Java – How to design a complex REST API considering DB performance

databasehibernatejavaperformancerest

I've been following some tutorials on how to design REST APIs, but I still have some big questions marks. All these tutorials show resources with relatively simple hierarchies, and I would like to know how the principles used in those apply to a more complex one. Furthermore, they stay at a very high/architectural level. They barely show any relevant code, let alone the persistence layer. I'm specially concerned about database load/performance, as Gavin King said:

you will save yourself effort if you pay attention to the database at
all stages of development

Let's say my application will provide training for Companies. Companies have Departments and Offices. Departments have Employees. Employees have Skills and Courses, and certain Level of certain skills are required to be able to sign for some courses. The hierarchy is as as follows, but with :

-Companies
  -Departments
    -Employees
      -PersonalInformation
        -Address
      -Skills (quasi-static data)
        -Levels (quasi-static data)
      -Courses
        -Address
  -Offices
    -Address

Paths would be something as:

companies/1/departments/1/employees/1/courses/1
companies/1/offices/1/employees/1/courses/1

Fetching a resource

So ok, when returning a company, I obviously don't return the whole hierarchy companies/1/departments/1/employees/1/courses/1 + companies/1/offices/../. I might return a list of links to the departments or the expanded departments, and have to take the same decission at this level: do I return a list of links to the department's employees or the expanded employees? That will depend on the number of departments, employees, etc.

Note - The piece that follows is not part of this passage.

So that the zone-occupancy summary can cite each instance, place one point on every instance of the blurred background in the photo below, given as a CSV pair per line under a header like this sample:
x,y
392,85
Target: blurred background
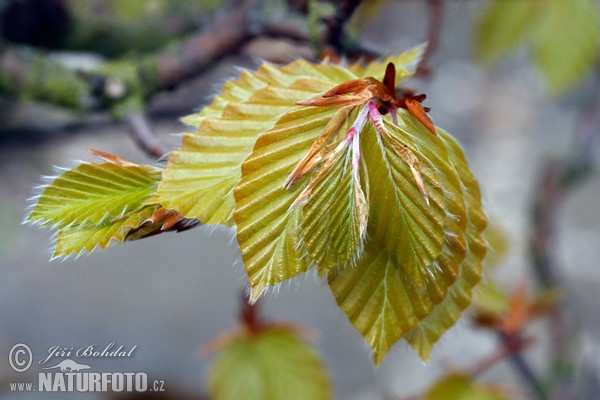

Question 1: Is my thinking correct, is "where to cut the hierarchy" a typical engineering decission I need to make?

Now let's say that when asked GET companies/id, I decide to return a list of links to the department collection, and the expanded office information. My companies don't have many offices, so joining with the tables Offices and Addresses shouldn't be a big deal. Example of response:

GET /companies/1

200 OK
{
  "_links":{
    "self" : {
      "href":"http://trainingprovider.com:8080/companies/1"
      },
      "offices": [
            { "href": "http://trainingprovider.com:8080/companies/1/offices/1"},
            { "href": "http://trainingprovider.com:8080/companies/1/offices/2"},
            { "href": "http://trainingprovider.com:8080/companies/1/offices/3"}
      ],
      "departments": [
            { "href": "http://trainingprovider.com:8080/companies/1/departments/1"},
            { "href": "http://trainingprovider.com:8080/companies/1/departments/2"},
            { "href": "http://trainingprovider.com:8080/companies/1/departments/3"}
      ]
  }
  "name":"Acme",
  "industry":"Manufacturing",
  "description":"Some text here",
  "offices": {
    "_meta":{
      "href":"http://trainingprovider.com:8080/companies/1/offices"
      // expanded offices information here
    }
  }
}

At the code level, this implies that (using Hibernate, I'm not sure how it is with other providers, but I guess that's pretty much the same) I won't put a collection of Department as a field in my Company class, because:

As said, I'm not loading it with Company, so I don't want to load it eagerly
And if I don't load it eagerly, I might as well remove it, because the persistence context will close after I load a Company and there is no point in trying to load it afterwards (LazyInitializationException).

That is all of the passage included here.